Her second film’s dismal show made Nandini to hang around for a producer. “It’s not easy to find a producer when you deliver a flop, right? The budget required to make ‘Kalyana Vaibhogame’ was Rs 3.5 crore. Initially I narrated the script to three-four heroes and they have turned it down. But I was sure about the story.
Generally if a couple of heroes reject my script, I overlook it to work on another but I was pretty confident of ‘Kalyana Vaibhogame’s prospects. A journalist friend advised me to search for a boy and a girl instead of a hero and a heroine. I simply took his advice. I liked Naga Shaurya in ‘Chandamama Kathalu’ and roped him,” she recollects.
So why was her script turned down by the three-four heroes? Breaking into laugher, she replies, “They didn’t give me any particular reason. My career is filled with rejections. I’m the queen of rejections.”
Nandini insists Mani Ratnam’s ‘Mouna Ragam’ inspired her to pen ‘Kalyana Vaibhogame’. “In ‘Mouna Ragam’ one of the characters is not interested in marriage. What if the two are not? It triggered me to conceive and pen the romantic drama.
The current generation’s attitude towards marriage is different and they are not bothered about divorce. Relationships start and end in no time. Divorce was a taboo 30 years ago but it isn’t anymore now. The transformations generations are undergoing, questioning the very existence of marriage as an institution, apprehensions and what makes a good marriage, etc., will be addressed in the film.”
Moving forward, Nandini wants to delve into deeper waters as far as film’s genres are concerned. “I hope I’m not made only for rom-coms. I don’t want to repeat myself. My next is a serious love story,” she affirms. As much as ‘Ala Modalaindi’ established Nandini’s career, it cemented Nani’s place as a bankable medium-budget hero.

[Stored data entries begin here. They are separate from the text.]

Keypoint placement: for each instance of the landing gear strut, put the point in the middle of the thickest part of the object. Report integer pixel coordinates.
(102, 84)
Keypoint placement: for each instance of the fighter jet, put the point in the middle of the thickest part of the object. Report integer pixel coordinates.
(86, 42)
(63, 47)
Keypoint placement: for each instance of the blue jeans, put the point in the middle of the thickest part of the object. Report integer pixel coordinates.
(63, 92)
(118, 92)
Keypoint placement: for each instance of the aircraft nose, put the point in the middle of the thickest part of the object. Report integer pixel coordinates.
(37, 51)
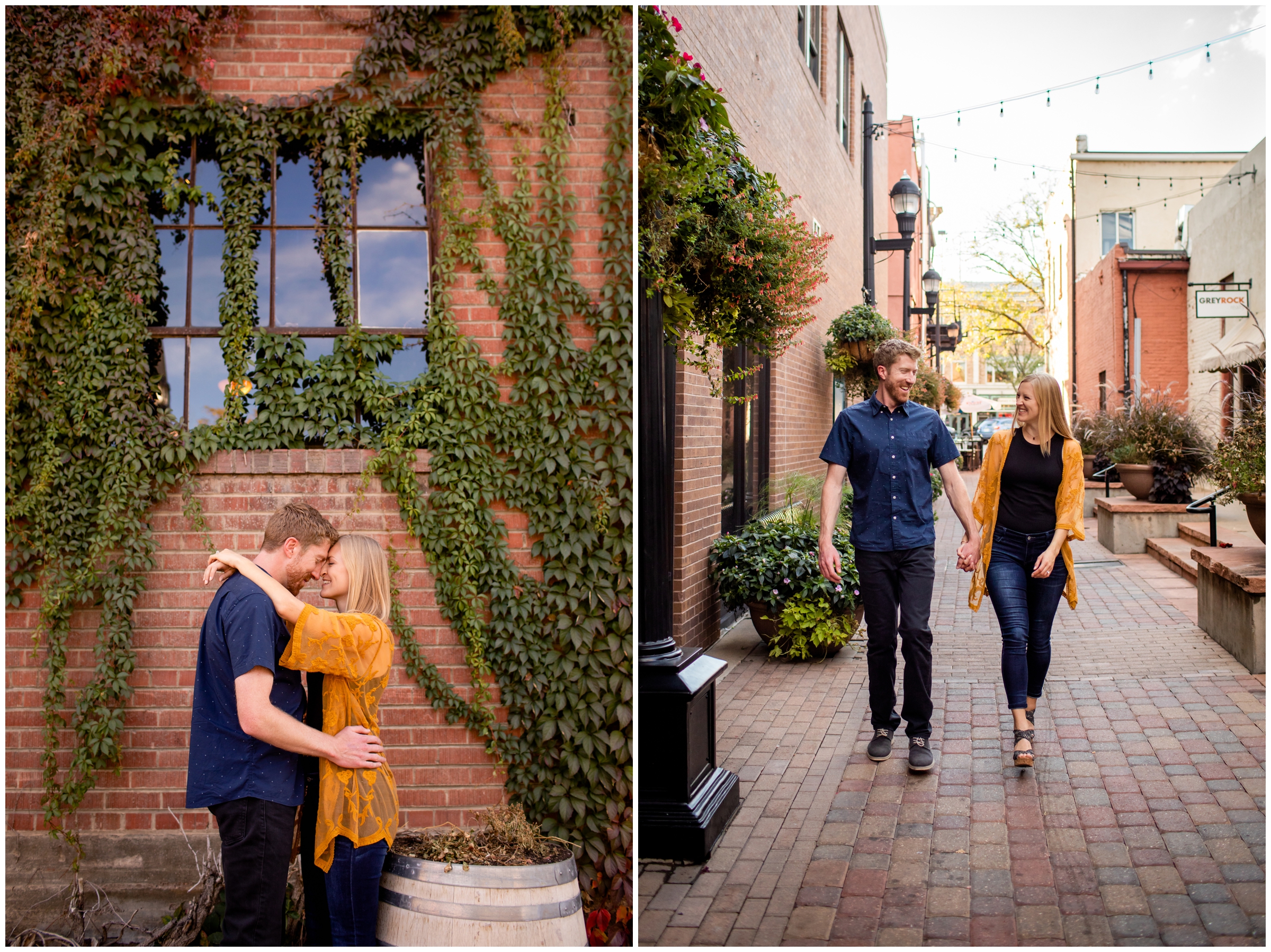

Prod her if she still maintains the same camaraderie with him and she reveals that their lives have moved on.
“Nani is an actor. We did one film together and life moves on. He is busy with other films. We want each other to succeed. We were good friends earlier but people move on, right? That doesn’t mean any fights happened between us. I’m not a person who gets agitated very easily. You lose touch as people get busy with other stuff.”
While her body of work may be less, Nandini has been in the industry for the past 15 years and she feels Tollywood’s storytelling is bound to change for good. “Of late, formula films have been rejected. The fact that a film like ‘Nannaku Prematho’ succeeded is a big leap. I never imagined a hero would accept a script like that.
May be it stemmed from the rejections of his previous films. But the fact is our heroes have sensed that audience is getting bored of formula stuff. I feel content-driven cinema will drive Tollywood sooner than later,” she ends.